We left Cincinnati
at half-past eight, and reached this place, Vincennes, where we are to
sleep, at about six o'clock. The road was very pretty, though the leaves
were nearly all off the trees; the forms of the trees were, however,
lovely, and it was quite a new description of country to us, the
clearings being recent and still very rough in appearance, and the
log-houses, in most places, of a most primitive kind. Vincennes, where
we are to sleep, is an old town of French origin, prettily situated on
the river Wabash, which we can see from our windows.
_St. Louis, November 4th._--We came on here on the 2nd instant, and soon
after leaving Vincennes found ourselves in a prairie, but it was not
till after sixty miles that we got to the Grand Prairie, which we
traversed for about sixty more.
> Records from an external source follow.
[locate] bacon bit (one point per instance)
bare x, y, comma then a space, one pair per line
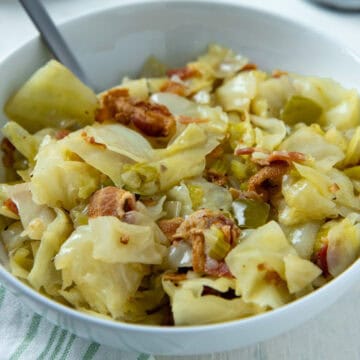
108, 108
183, 119
268, 175
174, 277
217, 179
111, 201
183, 73
192, 231
273, 277
169, 226
249, 66
286, 156
320, 259
198, 253
60, 134
278, 73
203, 219
150, 118
8, 149
10, 205
221, 270
334, 188
124, 239
230, 294
149, 202
244, 195
174, 88
216, 153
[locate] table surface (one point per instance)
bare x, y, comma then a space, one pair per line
335, 333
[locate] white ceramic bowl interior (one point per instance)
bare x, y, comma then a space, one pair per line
114, 43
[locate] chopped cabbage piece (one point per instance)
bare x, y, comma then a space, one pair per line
52, 97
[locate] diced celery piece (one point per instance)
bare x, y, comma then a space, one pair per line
251, 213
301, 109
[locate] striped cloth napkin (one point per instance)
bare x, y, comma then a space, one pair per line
25, 335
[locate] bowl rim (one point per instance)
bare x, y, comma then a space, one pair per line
19, 286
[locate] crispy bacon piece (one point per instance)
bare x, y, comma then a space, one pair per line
268, 176
198, 252
249, 66
169, 226
111, 201
286, 156
60, 134
220, 270
192, 231
11, 206
183, 73
174, 277
150, 118
230, 294
183, 119
241, 195
174, 88
203, 219
8, 150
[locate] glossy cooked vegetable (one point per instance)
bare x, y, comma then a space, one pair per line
195, 195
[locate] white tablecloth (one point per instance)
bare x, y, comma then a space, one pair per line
332, 335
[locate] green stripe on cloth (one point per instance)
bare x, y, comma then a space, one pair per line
2, 295
30, 334
68, 347
143, 357
91, 351
59, 344
49, 343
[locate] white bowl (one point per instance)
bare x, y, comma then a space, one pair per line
113, 43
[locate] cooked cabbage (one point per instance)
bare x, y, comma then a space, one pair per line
248, 200
52, 97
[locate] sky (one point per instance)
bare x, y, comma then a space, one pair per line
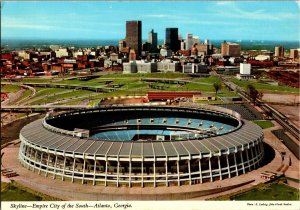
214, 20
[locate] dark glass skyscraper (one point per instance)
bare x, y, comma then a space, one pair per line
172, 41
134, 35
152, 39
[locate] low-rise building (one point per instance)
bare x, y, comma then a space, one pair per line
167, 66
194, 68
129, 68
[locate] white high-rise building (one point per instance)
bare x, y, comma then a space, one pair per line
189, 41
245, 68
196, 40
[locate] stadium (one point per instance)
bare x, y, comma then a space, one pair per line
146, 146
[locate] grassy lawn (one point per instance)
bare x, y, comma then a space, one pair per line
210, 79
268, 88
167, 75
53, 98
25, 94
10, 88
264, 123
48, 91
37, 80
16, 192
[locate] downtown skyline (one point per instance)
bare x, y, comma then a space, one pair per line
106, 20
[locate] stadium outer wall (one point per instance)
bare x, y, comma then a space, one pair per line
62, 155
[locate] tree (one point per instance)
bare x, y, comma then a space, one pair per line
217, 86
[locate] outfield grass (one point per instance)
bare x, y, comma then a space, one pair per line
25, 94
48, 91
167, 75
268, 88
264, 123
54, 98
16, 192
10, 88
37, 80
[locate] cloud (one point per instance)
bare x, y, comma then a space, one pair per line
20, 24
160, 16
233, 11
222, 3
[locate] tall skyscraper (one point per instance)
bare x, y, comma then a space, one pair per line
152, 39
134, 35
279, 51
189, 41
230, 49
172, 39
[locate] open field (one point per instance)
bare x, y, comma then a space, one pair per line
264, 123
10, 88
268, 88
54, 98
130, 84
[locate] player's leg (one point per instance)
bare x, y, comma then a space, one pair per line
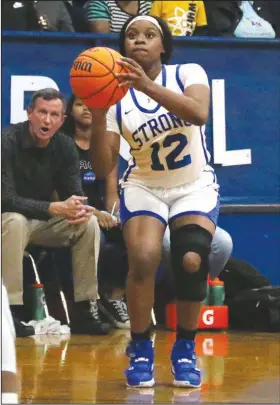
144, 217
221, 249
9, 373
192, 225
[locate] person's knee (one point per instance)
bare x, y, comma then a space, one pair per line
222, 243
192, 262
14, 221
143, 262
190, 247
91, 227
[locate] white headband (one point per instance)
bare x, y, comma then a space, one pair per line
145, 18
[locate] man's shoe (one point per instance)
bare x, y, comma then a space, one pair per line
21, 329
87, 321
184, 368
141, 368
116, 311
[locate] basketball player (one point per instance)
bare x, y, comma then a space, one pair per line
8, 366
168, 181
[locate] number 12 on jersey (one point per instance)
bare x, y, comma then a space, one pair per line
171, 162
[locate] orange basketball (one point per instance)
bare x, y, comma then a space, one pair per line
93, 77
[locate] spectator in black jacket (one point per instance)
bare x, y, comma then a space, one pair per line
36, 161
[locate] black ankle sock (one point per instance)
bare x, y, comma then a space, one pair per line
185, 334
141, 336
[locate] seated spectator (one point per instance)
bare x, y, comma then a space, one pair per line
78, 16
53, 16
37, 160
183, 17
113, 263
36, 16
110, 15
19, 16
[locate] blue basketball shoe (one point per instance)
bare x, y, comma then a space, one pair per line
141, 368
184, 368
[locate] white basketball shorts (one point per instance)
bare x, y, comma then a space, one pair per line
198, 198
8, 335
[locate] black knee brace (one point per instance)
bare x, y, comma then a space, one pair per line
190, 238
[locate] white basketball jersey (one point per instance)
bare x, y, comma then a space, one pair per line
166, 151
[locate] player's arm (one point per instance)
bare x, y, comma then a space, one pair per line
192, 107
104, 145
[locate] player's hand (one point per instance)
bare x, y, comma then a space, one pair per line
136, 77
98, 114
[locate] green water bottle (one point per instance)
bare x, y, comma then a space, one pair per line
38, 302
217, 292
206, 302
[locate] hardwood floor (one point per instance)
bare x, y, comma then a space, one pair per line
237, 367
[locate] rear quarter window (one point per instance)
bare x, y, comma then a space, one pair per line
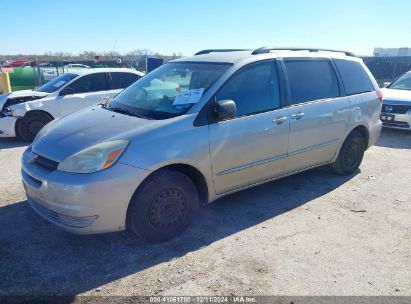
354, 77
311, 80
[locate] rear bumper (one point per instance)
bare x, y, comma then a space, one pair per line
401, 121
81, 203
7, 126
374, 133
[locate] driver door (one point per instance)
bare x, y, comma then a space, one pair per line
252, 146
84, 92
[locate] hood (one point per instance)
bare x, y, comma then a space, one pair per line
396, 95
20, 97
78, 131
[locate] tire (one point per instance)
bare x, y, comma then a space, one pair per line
31, 124
162, 207
350, 155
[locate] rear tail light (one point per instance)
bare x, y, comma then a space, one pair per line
380, 96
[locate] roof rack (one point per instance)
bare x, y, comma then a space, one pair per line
267, 49
219, 51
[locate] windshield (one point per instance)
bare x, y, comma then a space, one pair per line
56, 83
168, 91
402, 83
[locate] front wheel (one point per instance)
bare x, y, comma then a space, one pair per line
163, 206
31, 124
350, 155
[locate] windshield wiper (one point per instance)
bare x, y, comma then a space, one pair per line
122, 111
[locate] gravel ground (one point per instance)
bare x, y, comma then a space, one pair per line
314, 233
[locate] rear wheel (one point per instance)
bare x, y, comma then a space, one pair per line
31, 124
163, 206
351, 154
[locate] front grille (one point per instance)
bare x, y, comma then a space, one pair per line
46, 163
395, 109
396, 124
65, 220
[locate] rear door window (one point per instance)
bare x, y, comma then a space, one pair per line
311, 80
354, 77
90, 83
120, 80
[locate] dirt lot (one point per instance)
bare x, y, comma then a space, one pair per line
310, 234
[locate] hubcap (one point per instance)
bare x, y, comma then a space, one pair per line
168, 209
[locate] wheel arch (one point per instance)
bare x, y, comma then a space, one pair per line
364, 131
195, 175
192, 172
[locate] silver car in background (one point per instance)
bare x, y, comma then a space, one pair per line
199, 128
396, 109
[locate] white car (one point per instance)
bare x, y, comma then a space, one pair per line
76, 66
24, 113
396, 109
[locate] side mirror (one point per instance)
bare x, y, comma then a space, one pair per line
225, 109
67, 91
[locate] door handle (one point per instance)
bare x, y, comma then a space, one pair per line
280, 120
297, 115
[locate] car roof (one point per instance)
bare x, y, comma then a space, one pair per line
83, 72
235, 56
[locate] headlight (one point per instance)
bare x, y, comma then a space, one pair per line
94, 158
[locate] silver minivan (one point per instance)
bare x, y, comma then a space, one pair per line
199, 128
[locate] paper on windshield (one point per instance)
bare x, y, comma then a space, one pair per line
59, 83
189, 96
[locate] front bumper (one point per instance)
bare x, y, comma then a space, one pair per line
8, 126
81, 203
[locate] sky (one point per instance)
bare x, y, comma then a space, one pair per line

The vastness, however, of this prairie,
consists in its length from north to south, in which it stretches
through nearly the whole length of the State. These prairies are
enormous plains of country, covered, at this time, by a long brown
grass, in which are the seed-vessels and remains of innumerable flowers,
which are said to be most lovely in their form and colour in the spring.
It was disappointing only to see the dark remains of what must have been
such a rich parterre of flowers. One of our party, Colonel Reilly, of
Texas, who had seen our Crystal Palace gardens at Sydenham, in full
flower, said that they reminded him of the prairies in the spring.